Bugünkü yoldan ovaya indiğinizde, yaylanın ürpertici rakımından, kıyının yumuşak iklimine geçtiğinizin ayırdına varırsınız. Ancak bu geçit, bu dağlar, geçmişte iklim açısından bir engel oluşturmakla kalmıyordu. Tarihte kimi zaman bu ikisi, Kilikia’nın siyasal bakımdan ve coğrafya açısından Anadolu’yla ilişkisinin kesilmesinde ve bunun sonucu olarak da güneydeki ülkelerle yakınlık kurmasında etkili olmuştur.
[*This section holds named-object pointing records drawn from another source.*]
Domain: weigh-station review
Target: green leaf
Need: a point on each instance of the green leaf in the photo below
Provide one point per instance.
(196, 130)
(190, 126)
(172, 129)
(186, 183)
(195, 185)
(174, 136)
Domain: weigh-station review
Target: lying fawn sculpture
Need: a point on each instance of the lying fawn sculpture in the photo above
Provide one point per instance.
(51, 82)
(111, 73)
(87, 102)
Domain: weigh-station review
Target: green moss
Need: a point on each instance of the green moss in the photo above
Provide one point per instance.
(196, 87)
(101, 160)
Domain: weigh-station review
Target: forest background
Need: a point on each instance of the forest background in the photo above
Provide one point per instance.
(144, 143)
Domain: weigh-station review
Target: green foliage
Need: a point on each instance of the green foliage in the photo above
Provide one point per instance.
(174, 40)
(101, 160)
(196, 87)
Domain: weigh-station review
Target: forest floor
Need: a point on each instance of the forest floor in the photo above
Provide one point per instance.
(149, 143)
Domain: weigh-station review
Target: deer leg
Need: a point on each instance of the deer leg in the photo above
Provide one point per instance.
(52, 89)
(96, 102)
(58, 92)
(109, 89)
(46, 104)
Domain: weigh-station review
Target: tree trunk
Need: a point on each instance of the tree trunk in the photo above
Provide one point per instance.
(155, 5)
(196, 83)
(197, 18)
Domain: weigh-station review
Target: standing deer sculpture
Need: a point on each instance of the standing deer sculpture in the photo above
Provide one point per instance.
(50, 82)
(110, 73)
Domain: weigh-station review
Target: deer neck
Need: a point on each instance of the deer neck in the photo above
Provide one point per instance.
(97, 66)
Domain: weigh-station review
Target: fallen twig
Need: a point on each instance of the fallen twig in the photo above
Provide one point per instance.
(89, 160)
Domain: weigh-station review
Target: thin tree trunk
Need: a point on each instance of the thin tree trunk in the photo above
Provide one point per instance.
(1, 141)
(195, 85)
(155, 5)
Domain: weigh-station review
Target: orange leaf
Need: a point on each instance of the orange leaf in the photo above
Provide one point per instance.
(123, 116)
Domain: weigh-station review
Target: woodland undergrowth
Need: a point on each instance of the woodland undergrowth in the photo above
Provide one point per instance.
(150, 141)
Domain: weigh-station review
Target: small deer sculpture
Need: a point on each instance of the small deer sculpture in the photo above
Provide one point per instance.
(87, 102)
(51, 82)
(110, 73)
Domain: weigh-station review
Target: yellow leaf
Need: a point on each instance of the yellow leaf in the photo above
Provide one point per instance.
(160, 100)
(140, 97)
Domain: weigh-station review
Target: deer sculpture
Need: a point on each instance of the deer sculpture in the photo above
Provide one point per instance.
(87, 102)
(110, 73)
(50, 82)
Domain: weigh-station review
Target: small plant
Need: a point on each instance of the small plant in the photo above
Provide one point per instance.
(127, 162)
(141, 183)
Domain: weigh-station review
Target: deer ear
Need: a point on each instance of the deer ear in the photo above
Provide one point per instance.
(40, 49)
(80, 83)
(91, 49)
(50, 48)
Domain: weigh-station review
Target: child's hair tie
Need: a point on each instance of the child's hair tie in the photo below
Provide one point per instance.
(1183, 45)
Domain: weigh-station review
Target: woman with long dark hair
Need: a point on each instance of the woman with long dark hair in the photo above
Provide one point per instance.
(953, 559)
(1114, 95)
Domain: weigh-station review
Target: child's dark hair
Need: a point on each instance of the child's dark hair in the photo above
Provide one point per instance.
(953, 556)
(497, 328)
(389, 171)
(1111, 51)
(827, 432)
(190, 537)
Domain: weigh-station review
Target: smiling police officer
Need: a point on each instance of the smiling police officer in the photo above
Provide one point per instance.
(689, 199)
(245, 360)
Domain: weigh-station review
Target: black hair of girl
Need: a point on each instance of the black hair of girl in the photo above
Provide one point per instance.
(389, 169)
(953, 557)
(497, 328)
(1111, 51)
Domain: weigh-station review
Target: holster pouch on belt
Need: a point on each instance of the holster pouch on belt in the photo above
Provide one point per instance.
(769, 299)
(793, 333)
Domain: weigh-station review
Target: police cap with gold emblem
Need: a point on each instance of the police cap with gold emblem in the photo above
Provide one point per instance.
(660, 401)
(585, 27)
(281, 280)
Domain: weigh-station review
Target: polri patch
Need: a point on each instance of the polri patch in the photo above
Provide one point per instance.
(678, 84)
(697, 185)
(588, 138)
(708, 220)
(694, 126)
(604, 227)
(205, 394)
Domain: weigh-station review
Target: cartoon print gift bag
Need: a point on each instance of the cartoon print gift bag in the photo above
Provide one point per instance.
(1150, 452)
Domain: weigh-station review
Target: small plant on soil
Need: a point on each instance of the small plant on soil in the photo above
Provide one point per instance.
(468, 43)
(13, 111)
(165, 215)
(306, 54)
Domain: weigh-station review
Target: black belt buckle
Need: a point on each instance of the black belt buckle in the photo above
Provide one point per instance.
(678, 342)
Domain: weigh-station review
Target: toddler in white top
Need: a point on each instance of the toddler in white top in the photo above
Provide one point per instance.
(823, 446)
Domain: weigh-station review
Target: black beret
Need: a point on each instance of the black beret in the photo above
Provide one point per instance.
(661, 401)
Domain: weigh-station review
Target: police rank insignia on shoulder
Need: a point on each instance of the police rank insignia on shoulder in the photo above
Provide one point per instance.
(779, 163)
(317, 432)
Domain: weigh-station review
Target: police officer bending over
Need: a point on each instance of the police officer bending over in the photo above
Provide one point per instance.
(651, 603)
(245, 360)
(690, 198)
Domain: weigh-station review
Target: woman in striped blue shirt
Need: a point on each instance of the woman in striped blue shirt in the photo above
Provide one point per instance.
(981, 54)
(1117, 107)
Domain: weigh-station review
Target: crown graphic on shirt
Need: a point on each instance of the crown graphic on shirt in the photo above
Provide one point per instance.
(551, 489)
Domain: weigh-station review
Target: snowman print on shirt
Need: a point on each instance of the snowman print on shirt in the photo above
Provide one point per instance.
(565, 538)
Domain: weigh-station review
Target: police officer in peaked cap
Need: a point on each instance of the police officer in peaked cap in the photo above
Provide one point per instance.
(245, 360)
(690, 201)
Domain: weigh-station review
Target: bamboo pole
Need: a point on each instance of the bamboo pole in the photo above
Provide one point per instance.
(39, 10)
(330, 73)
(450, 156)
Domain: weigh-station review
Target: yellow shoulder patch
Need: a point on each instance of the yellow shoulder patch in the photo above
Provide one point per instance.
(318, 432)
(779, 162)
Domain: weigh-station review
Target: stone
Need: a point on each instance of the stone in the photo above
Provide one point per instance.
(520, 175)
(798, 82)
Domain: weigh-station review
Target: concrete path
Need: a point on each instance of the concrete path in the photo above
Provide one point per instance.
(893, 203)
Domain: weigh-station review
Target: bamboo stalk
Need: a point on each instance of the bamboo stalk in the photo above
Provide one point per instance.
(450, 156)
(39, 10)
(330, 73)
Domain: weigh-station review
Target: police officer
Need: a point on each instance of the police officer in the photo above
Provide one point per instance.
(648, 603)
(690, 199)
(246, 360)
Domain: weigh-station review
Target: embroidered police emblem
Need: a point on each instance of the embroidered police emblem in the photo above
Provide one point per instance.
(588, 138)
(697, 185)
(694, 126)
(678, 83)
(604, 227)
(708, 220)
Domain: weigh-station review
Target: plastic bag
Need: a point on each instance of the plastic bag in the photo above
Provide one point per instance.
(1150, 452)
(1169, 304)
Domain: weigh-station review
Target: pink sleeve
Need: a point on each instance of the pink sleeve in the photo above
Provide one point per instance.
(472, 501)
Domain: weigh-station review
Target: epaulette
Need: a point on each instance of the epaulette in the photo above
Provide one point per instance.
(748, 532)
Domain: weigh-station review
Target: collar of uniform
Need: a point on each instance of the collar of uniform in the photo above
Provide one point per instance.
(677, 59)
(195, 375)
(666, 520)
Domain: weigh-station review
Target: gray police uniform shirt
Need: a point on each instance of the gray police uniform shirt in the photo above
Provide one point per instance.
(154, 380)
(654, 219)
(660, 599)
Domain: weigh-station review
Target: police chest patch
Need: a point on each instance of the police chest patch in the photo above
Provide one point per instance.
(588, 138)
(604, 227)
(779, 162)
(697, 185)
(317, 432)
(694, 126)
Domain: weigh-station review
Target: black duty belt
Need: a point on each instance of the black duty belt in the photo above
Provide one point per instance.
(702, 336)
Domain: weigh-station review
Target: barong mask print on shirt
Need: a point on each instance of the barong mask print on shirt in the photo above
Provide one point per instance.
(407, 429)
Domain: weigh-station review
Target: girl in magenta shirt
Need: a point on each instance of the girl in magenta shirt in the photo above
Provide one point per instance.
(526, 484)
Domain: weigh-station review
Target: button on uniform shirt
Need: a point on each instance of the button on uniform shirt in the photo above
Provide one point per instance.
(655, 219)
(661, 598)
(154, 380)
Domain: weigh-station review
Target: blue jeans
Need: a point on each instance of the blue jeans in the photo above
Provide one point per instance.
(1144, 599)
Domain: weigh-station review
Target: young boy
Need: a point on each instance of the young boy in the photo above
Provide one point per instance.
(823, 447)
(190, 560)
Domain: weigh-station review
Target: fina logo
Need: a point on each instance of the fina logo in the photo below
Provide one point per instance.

X. yüzyılın sonlarında yaşayan Arap coğrafyacı İbn Haukal zamanında bu geçit, bu dağlar, İslam Dünyası ile Hıristiyan Dünyası arasında duvardı, XI. yüzyılda ise, bağımsız bir devletin sınırlarını oluşturuyordu.” (Seton Lloyd, Türkiye’nin Tarihi. s. 219).

Çeşitli kaynaklardan öğrendiğimize göre, Toroslar’daki ilk çalışmaların Hititler zamanında gerçekleştirildiğini anlıyoruz. Ancak Gülek Boğazı ve Hititler için yazılanlar, yapılan yorumlarla sınırlıdır. Geç Hitit Beyliklerine ait “Bolkar Madeni Kaya Yazıtı” ise müstesna bir örnektir. Hititler karışık dönemiyle ilgili bilgi edindiğimiz bu yazılı kaynak, Murşili’den yaklaşık 70 yıl sonra, MÖ 1525 yılında Hitit Devleti’nin başında bulunan Telipinu’nun ferman niteliği taşıyan belgesidir. Bu belge, adı geçen kralın kendinden önce oluşmuş olayları da özetlemektedir. Hititler’in I.Hattuşili döneminde Halep’e kadar akınlar yaptığını kendi ağzından öğreniyoruz. Telipinu’nun metinlerinde I Hattuşili için şu sözler yer almaktadır:

“Büyük Kral Tabarna, Tavananna’nın kardeşinin oğlu Hattuşa’da kraldı. Şahuitta üzerine yürüdüm, şehri yakıp yıkmadım ama dolaylarını yok ettim. Birliklerimi iki yerde bıraktım ve onlara her çeşit mal verdim. Zabbar üzerine yürüdüm ve onu yok ettim. Kentin tanrılarını ve üç Majaltun arabasını Arinna’nın güneş tanrıçasına çıkardım, bir ‘gümüş boğa’yı Fırtına Tanrısı’nın tapınağına ve dokuz tanrı heykelini Mezulla Tapınağı’na çıkardım. …Gelen yılda Alhala üzerine yürüdüm ve onu yok ettim. Gelen yılda Arzava Ülkesi üzerine yürüdüm. Büyükbaş hayvanları ve koyunları aldım.”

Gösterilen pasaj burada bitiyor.